Benign osteogenic tumors were the second most common benign tumor (355; 14.0%) (Table III) and occurred in the skull and face (48.5%) as well as mandible (14.9%) (Fig. 3). The number of patients with osteogenic tumors peaked at 10 to 19 years of age for both males and females, with an apparent secondary peak at 50 to 59 years of age among women (Fig. 1).
Intermediate Bone Tumors
We observed 272 intermediate bone tumors, including 212 giant cell tumors (77.9%) and 43 chondrogenic tumors (osteochondromatosis) (15.8%). The registration rates for intermediate bone tumors were 2.9 for males and 2.3 for females and remained stable over the observation periods (Table III).

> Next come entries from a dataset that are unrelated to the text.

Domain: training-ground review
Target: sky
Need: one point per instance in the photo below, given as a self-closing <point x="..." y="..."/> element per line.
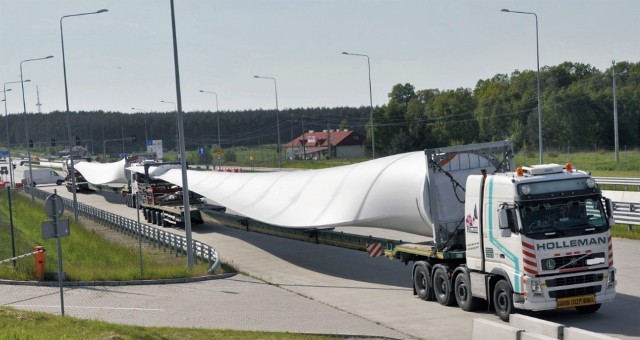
<point x="123" y="59"/>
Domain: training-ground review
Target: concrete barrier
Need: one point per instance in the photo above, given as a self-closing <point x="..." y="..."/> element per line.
<point x="535" y="336"/>
<point x="490" y="330"/>
<point x="538" y="326"/>
<point x="571" y="333"/>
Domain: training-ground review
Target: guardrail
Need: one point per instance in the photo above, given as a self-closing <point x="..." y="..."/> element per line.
<point x="619" y="181"/>
<point x="627" y="213"/>
<point x="154" y="236"/>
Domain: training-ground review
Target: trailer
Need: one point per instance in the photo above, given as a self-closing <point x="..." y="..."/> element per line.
<point x="81" y="183"/>
<point x="531" y="238"/>
<point x="162" y="202"/>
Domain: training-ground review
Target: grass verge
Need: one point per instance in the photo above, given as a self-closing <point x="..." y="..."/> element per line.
<point x="18" y="324"/>
<point x="87" y="255"/>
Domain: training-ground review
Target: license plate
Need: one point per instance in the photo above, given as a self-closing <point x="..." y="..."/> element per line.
<point x="576" y="301"/>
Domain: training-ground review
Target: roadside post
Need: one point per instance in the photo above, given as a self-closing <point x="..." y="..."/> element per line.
<point x="57" y="228"/>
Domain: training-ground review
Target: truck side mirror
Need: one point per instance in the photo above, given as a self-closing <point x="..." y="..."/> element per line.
<point x="610" y="207"/>
<point x="503" y="219"/>
<point x="507" y="221"/>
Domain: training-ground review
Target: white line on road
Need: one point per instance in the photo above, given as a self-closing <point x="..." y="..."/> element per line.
<point x="81" y="307"/>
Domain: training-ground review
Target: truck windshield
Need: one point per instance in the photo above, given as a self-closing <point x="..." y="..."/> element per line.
<point x="562" y="217"/>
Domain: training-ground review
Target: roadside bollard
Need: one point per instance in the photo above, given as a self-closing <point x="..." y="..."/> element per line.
<point x="40" y="262"/>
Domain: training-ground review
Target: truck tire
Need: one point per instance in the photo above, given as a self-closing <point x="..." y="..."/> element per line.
<point x="588" y="309"/>
<point x="442" y="287"/>
<point x="503" y="300"/>
<point x="422" y="282"/>
<point x="160" y="218"/>
<point x="462" y="292"/>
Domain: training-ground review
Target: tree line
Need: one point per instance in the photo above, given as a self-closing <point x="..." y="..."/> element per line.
<point x="577" y="113"/>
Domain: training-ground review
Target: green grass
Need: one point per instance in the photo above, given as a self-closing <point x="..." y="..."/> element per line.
<point x="18" y="324"/>
<point x="86" y="255"/>
<point x="623" y="231"/>
<point x="599" y="164"/>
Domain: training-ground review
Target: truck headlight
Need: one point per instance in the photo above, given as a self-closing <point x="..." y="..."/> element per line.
<point x="611" y="280"/>
<point x="536" y="287"/>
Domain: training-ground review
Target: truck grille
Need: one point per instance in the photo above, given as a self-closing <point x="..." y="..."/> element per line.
<point x="558" y="294"/>
<point x="573" y="280"/>
<point x="568" y="262"/>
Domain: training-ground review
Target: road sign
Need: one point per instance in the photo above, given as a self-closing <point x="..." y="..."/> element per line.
<point x="53" y="206"/>
<point x="49" y="229"/>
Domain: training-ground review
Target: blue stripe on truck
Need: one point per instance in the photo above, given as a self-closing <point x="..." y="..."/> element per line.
<point x="495" y="242"/>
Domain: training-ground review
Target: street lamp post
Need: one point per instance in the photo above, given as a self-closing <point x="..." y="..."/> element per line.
<point x="373" y="138"/>
<point x="72" y="172"/>
<point x="181" y="142"/>
<point x="6" y="116"/>
<point x="538" y="76"/>
<point x="217" y="115"/>
<point x="275" y="86"/>
<point x="26" y="127"/>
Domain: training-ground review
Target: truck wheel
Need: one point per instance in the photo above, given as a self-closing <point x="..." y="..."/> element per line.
<point x="462" y="291"/>
<point x="442" y="287"/>
<point x="588" y="309"/>
<point x="503" y="300"/>
<point x="422" y="283"/>
<point x="160" y="218"/>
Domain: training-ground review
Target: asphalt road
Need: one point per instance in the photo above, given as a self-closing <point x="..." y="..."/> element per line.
<point x="353" y="293"/>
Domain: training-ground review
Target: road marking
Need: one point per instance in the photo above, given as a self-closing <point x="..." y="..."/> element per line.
<point x="112" y="308"/>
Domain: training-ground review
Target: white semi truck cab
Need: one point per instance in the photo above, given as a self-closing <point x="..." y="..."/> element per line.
<point x="533" y="238"/>
<point x="546" y="231"/>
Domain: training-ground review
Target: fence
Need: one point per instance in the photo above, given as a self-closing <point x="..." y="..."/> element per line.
<point x="626" y="183"/>
<point x="154" y="236"/>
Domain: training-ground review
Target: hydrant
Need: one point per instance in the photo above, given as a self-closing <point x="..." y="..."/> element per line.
<point x="40" y="262"/>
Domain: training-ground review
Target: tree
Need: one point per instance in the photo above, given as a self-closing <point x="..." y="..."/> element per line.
<point x="402" y="94"/>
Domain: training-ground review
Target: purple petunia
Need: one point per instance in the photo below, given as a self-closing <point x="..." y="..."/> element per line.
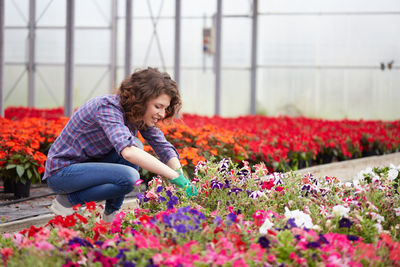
<point x="263" y="241"/>
<point x="215" y="184"/>
<point x="235" y="190"/>
<point x="159" y="189"/>
<point x="345" y="222"/>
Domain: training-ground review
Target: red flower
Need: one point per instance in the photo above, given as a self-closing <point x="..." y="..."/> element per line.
<point x="267" y="185"/>
<point x="91" y="206"/>
<point x="279" y="188"/>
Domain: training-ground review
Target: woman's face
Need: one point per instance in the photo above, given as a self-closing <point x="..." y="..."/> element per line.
<point x="155" y="109"/>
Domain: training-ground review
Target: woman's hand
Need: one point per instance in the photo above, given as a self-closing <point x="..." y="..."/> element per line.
<point x="184" y="182"/>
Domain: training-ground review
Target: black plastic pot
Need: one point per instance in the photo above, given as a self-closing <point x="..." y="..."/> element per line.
<point x="9" y="186"/>
<point x="22" y="190"/>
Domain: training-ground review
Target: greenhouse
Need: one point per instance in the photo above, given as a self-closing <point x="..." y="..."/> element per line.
<point x="199" y="133"/>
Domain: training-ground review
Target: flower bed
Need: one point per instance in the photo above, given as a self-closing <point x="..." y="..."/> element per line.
<point x="283" y="143"/>
<point x="291" y="143"/>
<point x="243" y="216"/>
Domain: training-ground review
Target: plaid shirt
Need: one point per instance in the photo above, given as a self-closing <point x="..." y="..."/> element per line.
<point x="94" y="130"/>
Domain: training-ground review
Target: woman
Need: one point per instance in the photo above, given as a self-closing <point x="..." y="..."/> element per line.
<point x="97" y="155"/>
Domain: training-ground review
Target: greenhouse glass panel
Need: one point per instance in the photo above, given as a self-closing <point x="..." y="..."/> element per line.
<point x="197" y="91"/>
<point x="237" y="53"/>
<point x="51" y="13"/>
<point x="192" y="45"/>
<point x="17" y="12"/>
<point x="49" y="87"/>
<point x="50" y="46"/>
<point x="327" y="5"/>
<point x="237" y="7"/>
<point x="195" y="8"/>
<point x="165" y="8"/>
<point x="153" y="50"/>
<point x="92" y="46"/>
<point x="235" y="93"/>
<point x="93" y="13"/>
<point x="15" y="86"/>
<point x="90" y="82"/>
<point x="15" y="46"/>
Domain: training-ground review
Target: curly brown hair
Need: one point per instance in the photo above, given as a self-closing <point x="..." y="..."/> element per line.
<point x="141" y="86"/>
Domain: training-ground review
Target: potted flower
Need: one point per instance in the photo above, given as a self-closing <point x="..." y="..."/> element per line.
<point x="20" y="164"/>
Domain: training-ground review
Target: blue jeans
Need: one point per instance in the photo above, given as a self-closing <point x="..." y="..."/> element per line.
<point x="109" y="178"/>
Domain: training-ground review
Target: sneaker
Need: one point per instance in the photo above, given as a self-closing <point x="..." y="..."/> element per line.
<point x="108" y="218"/>
<point x="59" y="209"/>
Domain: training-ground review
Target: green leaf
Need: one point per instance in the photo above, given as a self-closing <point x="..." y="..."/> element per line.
<point x="20" y="170"/>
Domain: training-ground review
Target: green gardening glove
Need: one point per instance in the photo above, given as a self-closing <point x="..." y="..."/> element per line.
<point x="184" y="182"/>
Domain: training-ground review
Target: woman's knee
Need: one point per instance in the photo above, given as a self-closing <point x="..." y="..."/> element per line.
<point x="138" y="143"/>
<point x="128" y="178"/>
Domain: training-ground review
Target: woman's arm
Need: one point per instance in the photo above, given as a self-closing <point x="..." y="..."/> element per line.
<point x="148" y="162"/>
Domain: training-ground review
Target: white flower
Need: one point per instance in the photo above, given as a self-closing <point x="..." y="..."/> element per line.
<point x="378" y="227"/>
<point x="392" y="174"/>
<point x="300" y="218"/>
<point x="265" y="227"/>
<point x="348" y="184"/>
<point x="340" y="211"/>
<point x="256" y="194"/>
<point x="376" y="216"/>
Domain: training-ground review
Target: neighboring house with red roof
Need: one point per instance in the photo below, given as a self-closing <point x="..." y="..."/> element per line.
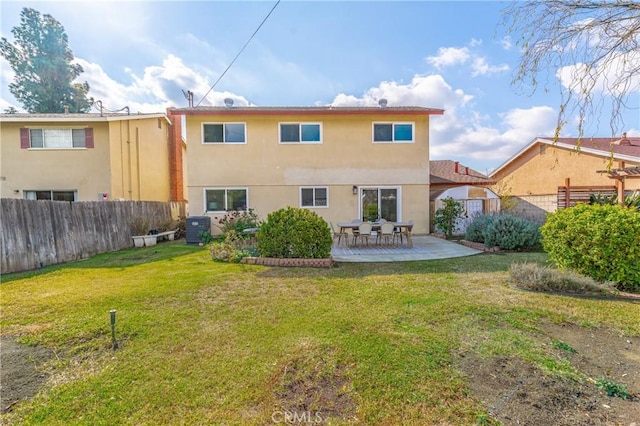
<point x="451" y="179"/>
<point x="536" y="173"/>
<point x="90" y="157"/>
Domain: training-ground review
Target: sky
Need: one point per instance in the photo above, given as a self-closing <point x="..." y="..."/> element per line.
<point x="450" y="55"/>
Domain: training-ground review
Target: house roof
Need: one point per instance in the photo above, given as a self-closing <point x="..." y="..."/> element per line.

A primary peak of giant cell tumor was seen in patients 20 to 29 years of age, whereas a secondary peak was observed in patients 50 to 59 years of age (Fig. 1). Among the giant cell tumors, 64.6% of cases occurred in the long bones of the lower limb (Fig. 3).
Malignant Bone Tumors
We observed 506 malignant bone tumors over a period of 40 years. The registration rates from the first to the fourth decade were 3.5, 5.6, 4.6, and 5.5 for males and 3.0, 3.1, 3.2, and 4.8 for females, respectively (Table III). Malignant bone tumors occurred in the long bones of the lower limb (41.7%); in the pelvis, sacrum, and coccyx (16.2%); in the skull and face (10.7%); and in the rib, sternum, and clavicle (7.7%) (Table II). The numbers of malignant bone tumors were 287 for males and 219 for females, and the male:female ratio was 1.31:1. A primary peak in malignant bone tumors occurred in patients 10 to 19 years of age and then rapidly decreased. A plateau was observed in patients 20 to 50 years of age, with a secondary peak observed for patients 60 to 69 years of age and a decline observed in elderly individuals.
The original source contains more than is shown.